Whether it’s Justin Bieber or Miley Cyrus or Paris Hilton (way back when) celebrities never stay in trouble, and most of the trouble they get in are desperate attempts to stay relevant in our reality “Me V” generation. They’re rich (meaning the best lawyers money can buy) and – maybe more importantly – famous, therefore, high in public opinion. Probably even some of Justin’s neighbors like him around, especially their daughters. Any talk of Justin’s deportation is just that: talk. That’s not to say that Justin’s behavior shouldn’t be addressed.

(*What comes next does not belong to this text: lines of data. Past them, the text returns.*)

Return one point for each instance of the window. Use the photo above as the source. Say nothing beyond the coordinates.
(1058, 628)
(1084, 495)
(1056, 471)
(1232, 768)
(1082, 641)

If he has caused any damage to anyone’s home, or has had something to do with the destruction of someone’s property, then of course he should pay to mend the damages. But this “egging” is part of a bigger problem. Justin Bieber – like almost all young celebrities – do what they want, when they want, with no regard to anything really. But can we blame them? If anyone became a famous pop singer overnight, made millions of dollars, and literally had women (or men) dropping their pants for them, it would be hard to say no to anything, especially when you have the means to do it all.
These behaviors lead to even greater consequences when the truth about the party hard lifestyle with sex and drugs comes into play. Justin’s home was searched by police investigators, who arrested a member of his entourage on suspicion of cocaine possession.
Part of the blame then has to be shared with the masses. People buy into the celebrity lifestyle, they perpetuate it, and reward it with more fame. Society has either forgotten, or stopped caring, because they see dollar signs; but teen idols are far too young to be responsible enough to handle this type of freedom and leniency. They have yet to mature; and, in a world where all they hear is yes, they’re not going to.
But let’s not single out today’s pop stars. This is a much bigger problem with American celebrity-obsessed culture altogether. Superstar athletes, politicians, actors or anyone for that matter with a bunch of zeros in their bank accounts all participate in bending the law. If you have the money, you can do the crime, and literally pay the time. That won’t change in the near future. This is something Justin Bieber’s neighbors probably know all too well. But, for now, pay up Biebs and try to keep the peace.